Profile: Matthew Miller

Standing Still Is Outside His Lexicon
BY PAUL RIEDE/School Administrator, November 2018


Matt Miller

MATT MILLER BEGAN a TEDx talk in San Diego two years ago next to a desk filled with textbooks. Anyone familiar with his thinking could have guessed what would happen next.

He talked about the $8 billion U.S. schools spend on textbooks each year and how much more effectively that money could be used. “We need to get rid of the textbooks and almost clear the decks,” he said. “Or really clear the desks, right?”

Then he lunged at the adjacent desk and used both hands to send the books crashing to the floor.

Miller, superintendent of the 16,500-student Lakota Local School District, 25 miles north of his hometown of Cincinnati, has been pushing the importance of digital resources and social media since starting the first of his three Ohio superintendencies in 2005 at age 33. Even before he arrived in Lakota in 2017, he claimed the Twitter handle @LakotaSuper for himself, and within a few weeks in the new job, he introduced the first districtwide hashtag.

He says that despite the worn-out mantra of “21st-century learning” — which he dispatched with a mock tombstone and funeral during his TED talk — many school districts are lagging far behind their students in fully embracing the digital revolution.

“We haven’t guided them to be good digital citizens, so they work around us,” Miller says. “Kids come into school, we tell them to turn everything off, and once they leave school they’re back in that digital footprint, they’re back online. We’ve just been telling them no, and we’ve done the same thing to teachers.”

At Lakota, as at his previous post in the Mentor Public Schools northeast of Cleveland, Miller is cutting back on textbook purchases and moving toward open educational re-sources, or OER, the vast trove of educational material on the web. He is not advocating doing away with textbooks altogether, but he is serious about ending the reliance on them. With proper professional development, Miller says, OER can liberate teachers and inspire students with a flexibility that textbooks can’t touch.

“Teachers are so much better than what the textbook companies are doing because they can pivot faster, they can build student interest, and it doesn’t have to be a one-size-fits-all,” he says.

Miller, who began his career as an elementary school teacher, further empowers teachers by having them share their own use of digital resources on professional development days rather than depending on outside experts.

Giving teachers greater autonomy and more opportunities to share with each other not only improves their teaching but pushes back on the negative stereotypes they have endured in recent years, he says.

“In public education our teachers and our administrators have been beaten down the last decade, maybe 20 years, in terms of ‘it’s not a noble profession, it’s not something flexible, you’re not very good at what you’re doing,’” Miller adds. “To me, that’s all rubbish.”

Lisa Phair, president of the Lakota District Parent Council and co-owner of a local real estate firm, says in addition to Miller’s digital push, she has been impressed by his focus on diversity and inclusiveness.

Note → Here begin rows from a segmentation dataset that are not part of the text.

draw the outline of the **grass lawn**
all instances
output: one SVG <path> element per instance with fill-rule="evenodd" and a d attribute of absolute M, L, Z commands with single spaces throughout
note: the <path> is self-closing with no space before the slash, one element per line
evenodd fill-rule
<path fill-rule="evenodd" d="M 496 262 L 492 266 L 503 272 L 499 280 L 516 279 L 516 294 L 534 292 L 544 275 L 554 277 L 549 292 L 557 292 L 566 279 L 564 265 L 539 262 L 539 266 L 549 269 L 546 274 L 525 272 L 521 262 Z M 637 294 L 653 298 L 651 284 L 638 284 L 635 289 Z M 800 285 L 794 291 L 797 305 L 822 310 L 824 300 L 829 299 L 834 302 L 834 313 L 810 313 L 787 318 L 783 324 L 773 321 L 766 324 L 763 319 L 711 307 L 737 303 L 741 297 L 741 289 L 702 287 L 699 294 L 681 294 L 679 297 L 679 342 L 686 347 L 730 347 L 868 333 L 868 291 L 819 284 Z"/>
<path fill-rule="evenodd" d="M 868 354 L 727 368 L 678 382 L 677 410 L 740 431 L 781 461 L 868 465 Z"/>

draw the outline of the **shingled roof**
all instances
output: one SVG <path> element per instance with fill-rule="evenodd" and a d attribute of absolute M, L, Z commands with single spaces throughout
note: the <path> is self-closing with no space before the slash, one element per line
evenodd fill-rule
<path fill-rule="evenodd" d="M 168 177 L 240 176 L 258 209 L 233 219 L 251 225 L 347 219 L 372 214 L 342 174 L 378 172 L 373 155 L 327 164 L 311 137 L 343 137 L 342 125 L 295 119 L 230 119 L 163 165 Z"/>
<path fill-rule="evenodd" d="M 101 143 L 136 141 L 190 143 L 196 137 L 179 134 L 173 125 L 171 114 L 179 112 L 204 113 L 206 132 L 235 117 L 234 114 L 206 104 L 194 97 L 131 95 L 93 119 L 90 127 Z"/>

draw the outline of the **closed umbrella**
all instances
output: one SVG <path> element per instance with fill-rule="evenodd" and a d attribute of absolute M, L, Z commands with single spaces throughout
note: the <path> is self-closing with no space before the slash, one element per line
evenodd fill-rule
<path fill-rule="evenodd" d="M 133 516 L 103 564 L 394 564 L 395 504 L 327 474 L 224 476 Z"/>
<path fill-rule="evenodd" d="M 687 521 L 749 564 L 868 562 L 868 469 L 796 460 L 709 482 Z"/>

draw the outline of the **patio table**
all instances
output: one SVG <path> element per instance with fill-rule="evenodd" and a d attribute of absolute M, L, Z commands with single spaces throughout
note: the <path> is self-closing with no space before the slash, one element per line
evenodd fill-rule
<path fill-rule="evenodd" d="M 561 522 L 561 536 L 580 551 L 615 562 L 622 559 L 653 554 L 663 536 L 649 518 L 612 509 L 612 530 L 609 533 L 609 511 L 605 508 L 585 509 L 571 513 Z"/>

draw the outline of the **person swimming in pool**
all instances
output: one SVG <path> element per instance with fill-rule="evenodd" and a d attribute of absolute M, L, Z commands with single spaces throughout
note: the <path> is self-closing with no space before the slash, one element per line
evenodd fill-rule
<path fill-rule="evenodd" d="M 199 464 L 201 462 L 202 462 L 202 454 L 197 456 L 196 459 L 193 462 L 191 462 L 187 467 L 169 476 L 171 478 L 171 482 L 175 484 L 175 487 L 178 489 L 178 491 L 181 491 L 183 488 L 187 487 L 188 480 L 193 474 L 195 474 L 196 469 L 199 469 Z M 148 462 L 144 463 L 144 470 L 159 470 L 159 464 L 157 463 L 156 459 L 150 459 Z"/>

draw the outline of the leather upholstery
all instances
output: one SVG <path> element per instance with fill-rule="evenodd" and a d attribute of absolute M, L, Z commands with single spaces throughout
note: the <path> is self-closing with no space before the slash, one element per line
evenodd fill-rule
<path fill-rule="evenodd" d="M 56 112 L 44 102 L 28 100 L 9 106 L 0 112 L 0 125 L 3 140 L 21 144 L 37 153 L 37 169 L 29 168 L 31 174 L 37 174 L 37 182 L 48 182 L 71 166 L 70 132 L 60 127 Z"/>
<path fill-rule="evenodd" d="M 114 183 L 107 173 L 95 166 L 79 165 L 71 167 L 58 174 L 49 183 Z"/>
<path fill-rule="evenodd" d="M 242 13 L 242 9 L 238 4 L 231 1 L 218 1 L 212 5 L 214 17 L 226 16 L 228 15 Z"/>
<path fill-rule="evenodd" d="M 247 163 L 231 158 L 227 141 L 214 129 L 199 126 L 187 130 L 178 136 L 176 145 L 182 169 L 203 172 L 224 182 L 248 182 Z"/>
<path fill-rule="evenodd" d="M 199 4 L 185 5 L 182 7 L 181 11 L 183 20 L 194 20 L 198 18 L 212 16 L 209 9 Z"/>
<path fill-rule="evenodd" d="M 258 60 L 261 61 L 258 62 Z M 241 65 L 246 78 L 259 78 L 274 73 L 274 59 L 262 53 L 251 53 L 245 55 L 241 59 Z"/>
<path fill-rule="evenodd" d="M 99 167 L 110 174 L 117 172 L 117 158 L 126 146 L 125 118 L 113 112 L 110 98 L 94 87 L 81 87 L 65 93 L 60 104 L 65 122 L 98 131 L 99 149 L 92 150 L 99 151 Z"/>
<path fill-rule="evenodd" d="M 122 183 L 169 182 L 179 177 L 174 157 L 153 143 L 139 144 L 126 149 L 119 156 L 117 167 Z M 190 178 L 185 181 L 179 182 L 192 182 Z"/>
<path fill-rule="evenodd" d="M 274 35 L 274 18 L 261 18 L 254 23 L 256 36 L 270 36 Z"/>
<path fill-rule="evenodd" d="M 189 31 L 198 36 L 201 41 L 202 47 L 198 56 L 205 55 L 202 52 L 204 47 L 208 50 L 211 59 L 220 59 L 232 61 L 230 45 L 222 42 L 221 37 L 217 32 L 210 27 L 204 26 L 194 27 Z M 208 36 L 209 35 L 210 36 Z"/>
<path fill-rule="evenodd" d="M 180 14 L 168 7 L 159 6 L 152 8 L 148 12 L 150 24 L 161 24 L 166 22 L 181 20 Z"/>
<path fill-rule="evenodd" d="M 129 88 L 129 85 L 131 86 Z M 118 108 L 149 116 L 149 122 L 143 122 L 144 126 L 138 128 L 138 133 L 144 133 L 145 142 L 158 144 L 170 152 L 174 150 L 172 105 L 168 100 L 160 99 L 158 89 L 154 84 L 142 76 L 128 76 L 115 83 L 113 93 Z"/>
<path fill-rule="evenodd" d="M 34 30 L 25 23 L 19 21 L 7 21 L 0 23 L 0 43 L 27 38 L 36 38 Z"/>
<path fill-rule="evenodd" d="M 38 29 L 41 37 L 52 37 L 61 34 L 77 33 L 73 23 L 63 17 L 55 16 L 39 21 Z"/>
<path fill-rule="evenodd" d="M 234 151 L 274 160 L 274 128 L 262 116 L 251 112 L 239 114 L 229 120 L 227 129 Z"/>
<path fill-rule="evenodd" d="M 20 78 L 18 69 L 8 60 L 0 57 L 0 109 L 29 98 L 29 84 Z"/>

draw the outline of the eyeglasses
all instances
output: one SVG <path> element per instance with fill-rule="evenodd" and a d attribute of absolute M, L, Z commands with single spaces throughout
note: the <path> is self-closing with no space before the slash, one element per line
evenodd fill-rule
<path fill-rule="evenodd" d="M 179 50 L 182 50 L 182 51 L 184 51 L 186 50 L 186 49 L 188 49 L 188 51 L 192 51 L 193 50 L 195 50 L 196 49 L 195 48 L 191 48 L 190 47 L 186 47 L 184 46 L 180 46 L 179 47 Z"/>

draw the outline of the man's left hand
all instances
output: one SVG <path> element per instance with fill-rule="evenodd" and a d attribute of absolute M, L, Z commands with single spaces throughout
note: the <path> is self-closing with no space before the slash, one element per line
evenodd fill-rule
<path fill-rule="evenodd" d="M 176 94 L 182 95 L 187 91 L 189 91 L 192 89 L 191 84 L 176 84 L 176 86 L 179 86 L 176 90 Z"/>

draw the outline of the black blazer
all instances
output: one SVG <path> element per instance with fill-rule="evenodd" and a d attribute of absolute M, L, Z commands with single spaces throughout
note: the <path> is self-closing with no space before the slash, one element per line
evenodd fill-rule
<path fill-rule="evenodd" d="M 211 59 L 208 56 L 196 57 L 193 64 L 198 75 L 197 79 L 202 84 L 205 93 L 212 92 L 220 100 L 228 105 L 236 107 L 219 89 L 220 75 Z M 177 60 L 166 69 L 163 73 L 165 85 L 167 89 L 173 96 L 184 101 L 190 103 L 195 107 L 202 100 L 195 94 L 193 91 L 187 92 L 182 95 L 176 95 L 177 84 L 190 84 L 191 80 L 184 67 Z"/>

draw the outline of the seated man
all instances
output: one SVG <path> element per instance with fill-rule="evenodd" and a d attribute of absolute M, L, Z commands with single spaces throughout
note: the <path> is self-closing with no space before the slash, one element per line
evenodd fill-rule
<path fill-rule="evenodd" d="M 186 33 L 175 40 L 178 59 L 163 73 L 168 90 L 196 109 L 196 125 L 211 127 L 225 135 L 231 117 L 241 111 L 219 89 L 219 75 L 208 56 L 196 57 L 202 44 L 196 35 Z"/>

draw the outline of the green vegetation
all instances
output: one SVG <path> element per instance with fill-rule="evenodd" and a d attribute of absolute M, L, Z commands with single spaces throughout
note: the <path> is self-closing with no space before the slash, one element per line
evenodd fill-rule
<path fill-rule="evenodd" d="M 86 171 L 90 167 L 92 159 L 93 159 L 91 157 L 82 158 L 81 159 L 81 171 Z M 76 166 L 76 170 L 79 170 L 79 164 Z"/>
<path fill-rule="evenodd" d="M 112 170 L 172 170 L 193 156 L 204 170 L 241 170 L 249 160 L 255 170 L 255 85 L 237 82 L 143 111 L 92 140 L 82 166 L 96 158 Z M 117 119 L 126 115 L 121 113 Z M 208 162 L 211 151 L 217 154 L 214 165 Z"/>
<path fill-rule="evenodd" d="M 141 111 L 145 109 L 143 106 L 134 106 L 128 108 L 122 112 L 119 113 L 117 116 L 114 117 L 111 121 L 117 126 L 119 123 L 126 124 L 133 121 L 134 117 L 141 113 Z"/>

In a well-off suburban district where college matriculation is the assumed outcome for the large majority of families, she says, Miller has changed the conversation from test scores and college admissions to preparing all students for the “three E’s” — higher education, employment or enlistment.

“I’ve found him to be fearless,” Phair says. “There’s nothing about his leadership that is status quo.”


PAUL RIEDE is a freelance education writer in Syracuse, N.Y.

 


BIO STATS: MATT MILLER
Currently: superintendent, Lakota Public Schools, Liberty Township, Ohio

Previously: superintendent, Mentor Public Schools, Mentor, Ohio

Age: 47

Greatest influences on career: I’ve been blessed to learn from hundreds of teachers, staff members, administrators and others.

Best professional day: Two occur every year. The first is opening day for teachers and staff. The second is graduation.

Books at bedside: What School Could Be by Ted Dintersmith; and Learner Centered Innovation by Katie Martin

Biggest blooper: Inevitably, every time I call a snow day, it’s a blooper. Half of the community thinks I’m the smartest guy ever (usually the students) and half the community thinks I’ve made the worst decision ever (usually the parents).

Why I’m an AASA member: AASA gives me opportunities to collaborate with like-minded superintendents who are passionate about improving public education. My professional network is fellow AASA members. We support each other.